# 442 Project
Rei Meguro (rmeguro), name, name

## 1. Data Processing

In [20]:
labels = {
    "Angelina Jolie": 0,
    "Brad Pitt": 1,
    "Denzel Washington": 2,
    "Hugh Jackman": 3,
    "Jennifer Lawrence": 4,
    "Johnny Depp": 5,
    "Kate Winslet": 6,
    "Leonardo DiCaprio": 7,
    "Megan Fox": 8,
    "Natalie Portman": 9,
    "Nicole Kidman": 10,
    "Robert Downey Jr": 11,
    "Sandra Bullock": 12,
    "Scarlett Johansson": 13,
    "Tom Cruise": 14,
    "Tom Hanks": 15,
    "Will Smith": 16,
}
n_classes = len(labels)
image_size = 256

import os
from torch.utils.data import Dataset, DataLoader, random_split
from torchvision import transforms
from PIL import Image

class CustomDataset(Dataset):
    def __init__(self, root_dir, transform=None):
        self.root_dir = root_dir
        self.transform = transform
        self.data = []
        
        # Parse the folder structure
        for folder in os.listdir(root_dir):
            folder_path = os.path.join(root_dir, folder)
            if os.path.isdir(folder_path):
                class_id = labels[folder]
                for file in os.listdir(folder_path):
                    if file.endswith('.jpg'):
                        file_path = os.path.join(folder_path, file)
                        self.data.append((file_path, class_id))
    
    def __len__(self):
        return len(self.data)
    
    def __getitem__(self, idx):
        file_path, class_id = self.data[idx]
        image = Image.open(file_path).convert('RGB')
        if self.transform:
            image = self.transform(image)
        return image, class_id

# dataset and image transformation
transform = transforms.Compose([
    transforms.Resize((image_size, image_size)),
    transforms.ToTensor(),
    transforms.Normalize( 
        mean=[0.5, 0.5, 0.5],
        std=[0.5, 0.5, 0.5]
    )
])
dataset = CustomDataset(root_dir='./Celebrity Faces Dataset', transform=transform)

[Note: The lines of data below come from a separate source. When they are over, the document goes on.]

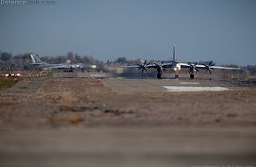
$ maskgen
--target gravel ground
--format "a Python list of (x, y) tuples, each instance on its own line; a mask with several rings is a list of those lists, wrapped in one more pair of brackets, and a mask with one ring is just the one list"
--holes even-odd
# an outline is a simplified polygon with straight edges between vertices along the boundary
[(253, 81), (206, 81), (229, 91), (129, 93), (106, 82), (34, 77), (2, 90), (0, 166), (256, 163)]

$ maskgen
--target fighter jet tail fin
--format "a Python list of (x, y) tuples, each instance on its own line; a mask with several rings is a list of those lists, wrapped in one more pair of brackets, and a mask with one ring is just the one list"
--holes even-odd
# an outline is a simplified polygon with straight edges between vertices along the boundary
[(30, 54), (32, 63), (31, 64), (42, 64), (42, 62), (36, 56), (35, 54)]
[(172, 61), (176, 62), (176, 60), (175, 60), (175, 45), (174, 44), (173, 44), (173, 47), (172, 47)]

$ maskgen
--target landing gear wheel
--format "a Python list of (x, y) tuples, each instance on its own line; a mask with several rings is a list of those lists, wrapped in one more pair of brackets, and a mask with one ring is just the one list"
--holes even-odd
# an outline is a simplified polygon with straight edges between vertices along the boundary
[(191, 79), (193, 79), (193, 78), (194, 78), (194, 76), (195, 76), (195, 75), (194, 75), (194, 74), (190, 74), (190, 78), (191, 78)]
[(175, 74), (175, 79), (178, 78), (178, 74)]

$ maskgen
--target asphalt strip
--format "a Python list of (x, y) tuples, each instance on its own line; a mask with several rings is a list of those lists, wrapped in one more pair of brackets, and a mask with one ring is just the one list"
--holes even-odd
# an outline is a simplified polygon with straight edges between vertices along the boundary
[(162, 86), (167, 91), (224, 91), (224, 87), (199, 87), (199, 86)]

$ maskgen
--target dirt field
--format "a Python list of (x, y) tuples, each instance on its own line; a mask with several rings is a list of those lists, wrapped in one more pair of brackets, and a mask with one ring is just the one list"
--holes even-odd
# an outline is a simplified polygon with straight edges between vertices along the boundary
[(2, 90), (0, 166), (255, 164), (253, 82), (167, 92), (177, 80), (113, 80), (34, 77)]

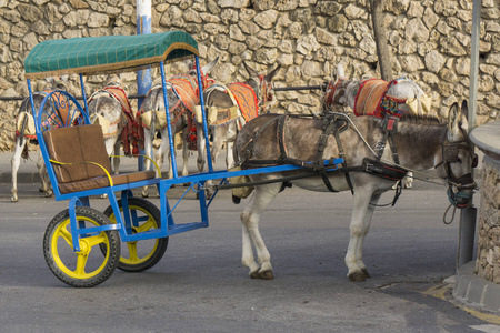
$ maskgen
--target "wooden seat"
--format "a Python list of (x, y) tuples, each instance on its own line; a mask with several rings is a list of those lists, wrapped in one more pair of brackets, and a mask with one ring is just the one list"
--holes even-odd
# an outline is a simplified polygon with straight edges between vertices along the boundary
[(61, 194), (153, 179), (154, 171), (111, 175), (100, 125), (58, 128), (43, 132)]

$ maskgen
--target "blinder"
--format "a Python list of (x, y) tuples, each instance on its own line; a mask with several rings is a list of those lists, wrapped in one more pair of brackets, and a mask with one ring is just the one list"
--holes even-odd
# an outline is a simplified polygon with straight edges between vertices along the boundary
[(470, 144), (468, 143), (470, 143), (468, 140), (462, 140), (459, 142), (449, 142), (446, 140), (442, 147), (442, 161), (434, 167), (434, 169), (440, 165), (444, 167), (448, 180), (448, 200), (458, 209), (471, 206), (473, 190), (478, 189), (478, 185), (472, 178), (472, 173), (466, 173), (457, 178), (450, 167), (450, 163), (462, 162), (459, 158), (460, 149), (470, 151), (472, 154), (471, 167), (478, 167), (478, 154), (473, 153)]

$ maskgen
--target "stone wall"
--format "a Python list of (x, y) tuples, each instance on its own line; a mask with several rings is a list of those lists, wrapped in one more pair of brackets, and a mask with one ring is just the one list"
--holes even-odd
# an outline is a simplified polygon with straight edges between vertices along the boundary
[[(23, 60), (48, 39), (136, 33), (136, 0), (0, 0), (0, 95), (24, 97)], [(441, 114), (468, 98), (471, 0), (386, 0), (384, 24), (396, 77), (409, 77)], [(201, 63), (221, 57), (213, 77), (229, 83), (247, 78), (242, 67), (282, 69), (276, 85), (317, 85), (341, 62), (350, 77), (378, 77), (368, 0), (153, 0), (152, 31), (180, 29), (200, 44)], [(478, 123), (500, 119), (500, 10), (483, 0), (480, 29)], [(186, 64), (170, 68), (170, 73)], [(158, 75), (158, 73), (153, 73)], [(124, 75), (136, 93), (134, 74)], [(103, 81), (88, 79), (93, 91)], [(78, 92), (78, 78), (70, 91)], [(41, 90), (43, 81), (34, 82)], [(318, 111), (319, 92), (280, 92), (278, 112)], [(0, 151), (10, 150), (19, 102), (0, 101)]]
[(500, 283), (500, 157), (486, 155), (479, 210), (478, 275)]

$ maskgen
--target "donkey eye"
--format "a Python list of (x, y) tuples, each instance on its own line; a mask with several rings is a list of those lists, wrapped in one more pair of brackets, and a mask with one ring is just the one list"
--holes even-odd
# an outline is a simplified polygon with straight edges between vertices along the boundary
[(472, 158), (472, 168), (478, 168), (478, 163), (479, 163), (478, 154), (474, 154), (474, 157)]

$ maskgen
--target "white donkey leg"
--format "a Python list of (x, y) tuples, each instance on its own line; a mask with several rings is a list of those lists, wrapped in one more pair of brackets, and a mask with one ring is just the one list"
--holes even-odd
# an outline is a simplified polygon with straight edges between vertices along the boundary
[(402, 182), (404, 189), (413, 188), (413, 172), (409, 171), (408, 174), (402, 179)]
[(120, 173), (120, 148), (121, 148), (121, 140), (117, 140), (114, 143), (114, 158), (113, 158), (113, 172), (114, 174)]
[(38, 167), (38, 172), (40, 174), (40, 182), (41, 182), (40, 190), (43, 193), (46, 193), (47, 198), (50, 198), (50, 196), (52, 196), (53, 192), (52, 192), (52, 186), (50, 184), (49, 174), (47, 173), (46, 162), (43, 161), (41, 151), (38, 154), (37, 167)]
[(362, 261), (362, 246), (376, 208), (370, 205), (370, 202), (376, 204), (379, 198), (380, 194), (373, 194), (370, 189), (357, 188), (354, 190), (354, 206), (350, 224), (351, 235), (346, 254), (346, 265), (349, 269), (348, 276), (351, 281), (364, 281), (370, 278)]
[(11, 165), (12, 165), (12, 196), (10, 199), (10, 201), (12, 202), (18, 202), (19, 198), (18, 198), (18, 171), (19, 171), (19, 165), (21, 164), (21, 154), (22, 154), (22, 150), (24, 149), (26, 145), (26, 140), (23, 138), (18, 137), (16, 139), (16, 150), (14, 153), (12, 155), (12, 160), (11, 160)]
[(234, 147), (234, 141), (226, 142), (226, 167), (231, 169), (234, 167), (234, 155), (232, 153), (232, 148)]
[[(153, 125), (151, 125), (151, 129), (144, 128), (144, 154), (148, 158), (151, 158), (153, 135), (154, 135), (154, 127)], [(149, 170), (151, 168), (151, 160), (144, 158), (143, 161), (144, 161), (144, 170)], [(157, 173), (157, 176), (159, 176), (158, 173)], [(148, 196), (149, 196), (148, 186), (143, 186), (142, 188), (142, 198), (148, 198)]]
[(357, 262), (358, 266), (361, 269), (361, 273), (363, 274), (363, 276), (366, 279), (370, 278), (370, 273), (368, 273), (367, 265), (363, 262), (363, 243), (364, 243), (364, 239), (368, 234), (368, 230), (370, 228), (370, 222), (373, 216), (376, 204), (379, 202), (380, 195), (381, 194), (373, 194), (371, 196), (370, 204), (368, 205), (367, 213), (364, 214), (363, 225), (366, 228), (363, 229), (362, 233), (360, 234), (360, 238), (358, 240), (358, 246), (356, 249), (356, 262)]
[[(259, 220), (260, 215), (266, 211), (266, 208), (278, 195), (280, 189), (281, 183), (257, 186), (249, 204), (241, 213), (241, 223), (243, 224), (241, 262), (250, 269), (250, 276), (252, 279), (272, 280), (274, 278), (272, 274), (271, 255), (259, 232)], [(259, 264), (254, 261), (252, 244), (256, 248)]]

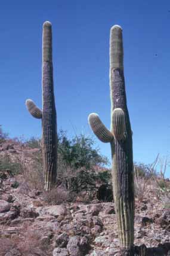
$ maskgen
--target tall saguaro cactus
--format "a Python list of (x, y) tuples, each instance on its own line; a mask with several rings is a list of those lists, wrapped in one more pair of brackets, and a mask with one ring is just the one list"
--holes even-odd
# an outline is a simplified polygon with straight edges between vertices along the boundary
[(26, 104), (30, 113), (42, 119), (42, 150), (45, 176), (45, 190), (50, 190), (57, 175), (57, 135), (56, 110), (53, 86), (52, 58), (52, 27), (49, 22), (43, 25), (42, 36), (42, 111), (27, 99)]
[(98, 115), (88, 120), (95, 135), (111, 144), (113, 196), (120, 245), (130, 251), (134, 245), (134, 195), (132, 141), (123, 74), (122, 30), (113, 26), (110, 39), (111, 132)]

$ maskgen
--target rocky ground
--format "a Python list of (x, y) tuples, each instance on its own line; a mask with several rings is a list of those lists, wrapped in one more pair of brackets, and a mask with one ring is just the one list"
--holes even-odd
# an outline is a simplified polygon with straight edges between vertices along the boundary
[[(18, 178), (22, 181), (15, 188)], [(49, 205), (41, 191), (31, 190), (20, 178), (9, 175), (1, 179), (1, 256), (117, 255), (114, 203)], [(141, 202), (135, 199), (135, 245), (166, 247), (170, 242), (170, 209), (158, 200), (153, 184), (146, 190)]]

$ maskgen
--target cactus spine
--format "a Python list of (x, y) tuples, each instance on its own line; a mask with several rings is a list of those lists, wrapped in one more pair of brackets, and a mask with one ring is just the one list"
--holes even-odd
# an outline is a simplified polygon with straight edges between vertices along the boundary
[(42, 111), (27, 99), (26, 104), (30, 113), (42, 119), (42, 150), (45, 177), (45, 190), (49, 191), (57, 176), (57, 134), (56, 110), (53, 87), (52, 57), (52, 27), (49, 22), (43, 25), (42, 36)]
[(96, 136), (111, 144), (113, 196), (120, 245), (131, 252), (134, 245), (134, 217), (132, 140), (125, 88), (122, 30), (118, 25), (110, 30), (110, 87), (111, 132), (96, 114), (91, 114), (88, 120)]

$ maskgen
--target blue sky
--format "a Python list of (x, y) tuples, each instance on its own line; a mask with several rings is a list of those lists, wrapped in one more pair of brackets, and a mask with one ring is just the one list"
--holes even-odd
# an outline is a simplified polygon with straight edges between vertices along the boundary
[[(149, 163), (157, 153), (169, 154), (169, 1), (7, 0), (0, 20), (0, 123), (11, 137), (41, 134), (41, 121), (24, 102), (30, 98), (42, 105), (45, 20), (52, 24), (58, 129), (69, 136), (92, 135), (87, 118), (93, 112), (110, 127), (109, 34), (118, 24), (134, 161)], [(110, 159), (109, 144), (96, 142)]]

# splitting dataset into training and testing sets
train_size = int(0.8 * len(dataset))
test_size = len(dataset) - train_size
train_dataset, test_dataset = random_split(dataset, [train_size, test_size])

# dataloaders
train_loader = DataLoader(train_dataset, batch_size=16, shuffle=True)
test_loader = DataLoader(test_dataset, batch_size=16, shuffle=False)

print(len(dataset))

1800


## 2. Training a CNN on labeled faces

In [22]:
# import libraries
import torch
import torch.nn as nn
import torchvision.models as models
import torch.optim as optim

In [33]:
# define model

class FacialModel(nn.Module):
    def __init__(self, num_classes):
        super(FacialModel, self).__init__()
        self.base_model = models.resnet50()  # not pretrained by default
        self.base_model.fc = nn.Linear(2048, num_classes)

    def forward(self, x):
        return self.base_model(x)

In [34]:
# loss function + optimizer
loss_fn = nn.CrossEntropyLoss()

device = torch.device("cuda" if torch.cuda.is_available() else "cpu")
model = FacialModel(num_classes=n_classes).to(device)
optimizer = optim.Adam(model.parameters(), lr=0.0001)

In [44]:
# training loop
def train_model(model, train_loader, optimizer, loss_fn, device, epochs):
    model.train()
    for epoch in range(epochs):
        running_loss = 0.0
        for iters, (images, labels) in enumerate(train_loader):
            images = images.to(device)
            labels = labels.to(device)

            optimizer.zero_grad()

            outputs = model(images)

            loss = loss_fn(outputs, labels)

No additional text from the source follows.